Saddam Hussein's trial resumed in Baghdad with another chaos as his defense team ended their month-long boycott of the proceedings, but quickly walked out after their pleas for an adjournment and the removal of the judge were rejected.
Saddam's defense team walked out of his trial first on Jan. 29 after chief judge Raouf Abdel-Rahman tossed out one of the lawyers for shouting. The defense then said it would boycott the trial unless Abdel-Rahman was replaced, accusing him of bias against Saddam. Court-appointed lawyers sat in during sessions over the past month.

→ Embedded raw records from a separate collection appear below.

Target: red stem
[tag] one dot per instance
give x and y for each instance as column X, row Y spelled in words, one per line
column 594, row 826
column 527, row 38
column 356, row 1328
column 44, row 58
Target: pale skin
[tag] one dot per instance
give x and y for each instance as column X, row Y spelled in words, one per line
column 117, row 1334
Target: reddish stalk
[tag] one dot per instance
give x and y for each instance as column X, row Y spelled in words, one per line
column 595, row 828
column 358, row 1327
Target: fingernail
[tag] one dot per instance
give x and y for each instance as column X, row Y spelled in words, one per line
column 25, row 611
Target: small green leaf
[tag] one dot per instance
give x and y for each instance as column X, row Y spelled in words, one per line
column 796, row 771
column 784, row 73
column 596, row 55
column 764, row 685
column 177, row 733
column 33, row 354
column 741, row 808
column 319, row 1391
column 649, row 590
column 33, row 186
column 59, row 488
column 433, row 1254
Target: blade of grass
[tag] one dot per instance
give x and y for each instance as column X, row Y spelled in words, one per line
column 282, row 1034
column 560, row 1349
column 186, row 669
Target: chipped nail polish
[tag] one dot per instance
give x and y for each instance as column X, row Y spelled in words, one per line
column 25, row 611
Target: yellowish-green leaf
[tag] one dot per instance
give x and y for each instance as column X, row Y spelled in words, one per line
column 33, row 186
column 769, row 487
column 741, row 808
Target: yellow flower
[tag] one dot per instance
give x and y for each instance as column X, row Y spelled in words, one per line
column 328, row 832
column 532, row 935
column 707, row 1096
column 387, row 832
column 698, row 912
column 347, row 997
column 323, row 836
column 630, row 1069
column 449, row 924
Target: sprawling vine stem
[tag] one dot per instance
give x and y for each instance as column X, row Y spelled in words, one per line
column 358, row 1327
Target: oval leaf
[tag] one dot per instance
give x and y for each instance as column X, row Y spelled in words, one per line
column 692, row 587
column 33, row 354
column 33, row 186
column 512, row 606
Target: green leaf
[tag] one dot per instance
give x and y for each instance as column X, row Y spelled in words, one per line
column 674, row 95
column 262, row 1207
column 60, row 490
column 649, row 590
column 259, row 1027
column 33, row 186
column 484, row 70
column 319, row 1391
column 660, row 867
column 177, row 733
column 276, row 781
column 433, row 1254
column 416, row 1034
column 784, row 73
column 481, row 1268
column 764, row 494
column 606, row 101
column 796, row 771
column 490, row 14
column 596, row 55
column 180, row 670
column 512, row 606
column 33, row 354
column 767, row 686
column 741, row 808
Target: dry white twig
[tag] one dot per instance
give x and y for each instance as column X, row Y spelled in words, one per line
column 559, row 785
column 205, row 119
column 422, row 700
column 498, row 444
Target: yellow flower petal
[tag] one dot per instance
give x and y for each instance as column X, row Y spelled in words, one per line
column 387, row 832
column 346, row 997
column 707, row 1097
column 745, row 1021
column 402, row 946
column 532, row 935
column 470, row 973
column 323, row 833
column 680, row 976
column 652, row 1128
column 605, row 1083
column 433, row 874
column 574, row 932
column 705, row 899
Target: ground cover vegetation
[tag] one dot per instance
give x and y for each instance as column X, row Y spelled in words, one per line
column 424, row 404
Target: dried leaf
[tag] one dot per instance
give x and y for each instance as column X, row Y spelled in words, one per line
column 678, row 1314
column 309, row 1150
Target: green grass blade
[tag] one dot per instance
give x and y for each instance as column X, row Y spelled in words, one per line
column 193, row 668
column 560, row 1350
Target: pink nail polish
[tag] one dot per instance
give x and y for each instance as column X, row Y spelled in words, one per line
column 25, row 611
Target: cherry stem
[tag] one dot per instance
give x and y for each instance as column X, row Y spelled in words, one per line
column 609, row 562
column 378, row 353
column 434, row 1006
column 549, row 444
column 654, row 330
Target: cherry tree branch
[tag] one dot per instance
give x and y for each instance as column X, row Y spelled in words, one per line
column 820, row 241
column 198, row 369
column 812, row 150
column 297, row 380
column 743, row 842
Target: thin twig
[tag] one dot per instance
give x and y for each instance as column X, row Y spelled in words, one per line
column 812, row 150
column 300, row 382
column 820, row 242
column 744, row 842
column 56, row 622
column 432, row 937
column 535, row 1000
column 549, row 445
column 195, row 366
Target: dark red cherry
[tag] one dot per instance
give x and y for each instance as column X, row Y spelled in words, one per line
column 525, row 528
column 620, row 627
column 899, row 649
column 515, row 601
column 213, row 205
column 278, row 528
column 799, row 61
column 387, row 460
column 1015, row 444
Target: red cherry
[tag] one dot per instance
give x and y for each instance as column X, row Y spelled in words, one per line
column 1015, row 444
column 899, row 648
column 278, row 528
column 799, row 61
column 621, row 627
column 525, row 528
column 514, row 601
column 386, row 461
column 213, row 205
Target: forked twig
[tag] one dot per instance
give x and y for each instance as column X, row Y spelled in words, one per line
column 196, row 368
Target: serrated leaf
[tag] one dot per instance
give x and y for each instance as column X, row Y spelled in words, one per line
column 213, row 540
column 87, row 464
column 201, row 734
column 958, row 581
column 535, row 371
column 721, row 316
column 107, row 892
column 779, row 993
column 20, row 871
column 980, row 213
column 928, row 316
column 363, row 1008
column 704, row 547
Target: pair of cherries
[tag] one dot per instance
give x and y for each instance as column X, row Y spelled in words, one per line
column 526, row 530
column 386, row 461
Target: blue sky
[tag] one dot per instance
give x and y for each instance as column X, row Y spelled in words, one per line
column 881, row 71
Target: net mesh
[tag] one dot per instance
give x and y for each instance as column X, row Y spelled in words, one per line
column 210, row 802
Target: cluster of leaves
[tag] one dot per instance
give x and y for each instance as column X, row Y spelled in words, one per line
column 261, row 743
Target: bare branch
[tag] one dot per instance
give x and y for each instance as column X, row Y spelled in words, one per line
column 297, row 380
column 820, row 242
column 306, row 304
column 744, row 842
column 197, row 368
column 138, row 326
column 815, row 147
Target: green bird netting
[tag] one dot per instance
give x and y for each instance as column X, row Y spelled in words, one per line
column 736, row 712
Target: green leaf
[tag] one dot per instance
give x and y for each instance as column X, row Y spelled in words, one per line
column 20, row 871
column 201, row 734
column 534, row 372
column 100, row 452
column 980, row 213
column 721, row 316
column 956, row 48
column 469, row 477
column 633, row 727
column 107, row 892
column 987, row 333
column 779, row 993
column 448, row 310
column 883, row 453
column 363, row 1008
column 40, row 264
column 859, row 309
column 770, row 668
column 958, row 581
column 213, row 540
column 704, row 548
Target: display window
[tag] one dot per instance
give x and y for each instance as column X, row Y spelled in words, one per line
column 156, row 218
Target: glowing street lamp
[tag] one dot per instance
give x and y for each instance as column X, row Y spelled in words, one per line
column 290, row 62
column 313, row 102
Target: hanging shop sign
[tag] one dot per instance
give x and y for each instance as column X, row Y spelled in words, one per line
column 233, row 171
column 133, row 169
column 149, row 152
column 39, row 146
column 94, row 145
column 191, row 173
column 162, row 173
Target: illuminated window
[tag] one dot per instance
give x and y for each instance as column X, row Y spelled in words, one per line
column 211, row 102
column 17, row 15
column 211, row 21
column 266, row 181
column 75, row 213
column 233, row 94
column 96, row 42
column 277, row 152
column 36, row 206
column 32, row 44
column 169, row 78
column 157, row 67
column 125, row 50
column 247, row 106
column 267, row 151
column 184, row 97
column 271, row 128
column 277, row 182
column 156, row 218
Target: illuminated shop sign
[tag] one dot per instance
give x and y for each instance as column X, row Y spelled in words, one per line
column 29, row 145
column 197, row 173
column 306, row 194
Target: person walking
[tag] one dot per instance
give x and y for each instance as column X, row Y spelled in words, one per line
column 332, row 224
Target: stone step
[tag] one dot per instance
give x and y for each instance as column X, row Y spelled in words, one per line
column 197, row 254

Saddam and his seven co-defendants entered the court Tuesday and took their seats silently. But, shortly after the lawyers walked out, Saddam's half-brother and former intelligence head Barzan al-Tikriti had a heated verbal exchange with the judge. "I don't want the appointed lawyer," shouted Barzan, according to Reuters.
The defendants have been on trial since Oct. 19 in the killing of some 150 people from the town of Dujail after a 1982 assassination attempt against Saddam there. During Tuesday's session, the prosecutors presented a document they said was signed by the former president approving the executions of more than 140 Shiites in Dujail.
A document from the Revolutionary Court, dated June 14, 1984, stated that 148 suspects had been sentenced to death by hanging and listed their names. The prosecutor said the signature on the paper was that of the court's head, Awad al-Bandar, one of Saddam's co-defendants.
A memo dated two days later was a presidential order approving all 148 death sentences. It was signed by Saddam. According to the AP, prosecutors also showed a March 1985 document said to be signed by Ibrahim - then the chief of the intelligence agency - ordering the executions to be carried out.
Another document from the Revolutionary Court, dated March 23, 1985, confirmed that 96 executions took place. Another 46 people were "liquidated during interrogations," a later document stated. It also said four people were executed by mistake.
After about two hours of hearing documents, the court adjourned until Wednesday.
Blast
Hours before the trial was resumed, a blast badly damaged a Sunni mosque in northern Iraq, where the father of Saddam is buried. The bomb blast damaged a dome and blew out the doors and windows at the Hussein al-Majid mosque, which houses his father's grave, police Capt. Qais Abdul-Majid said.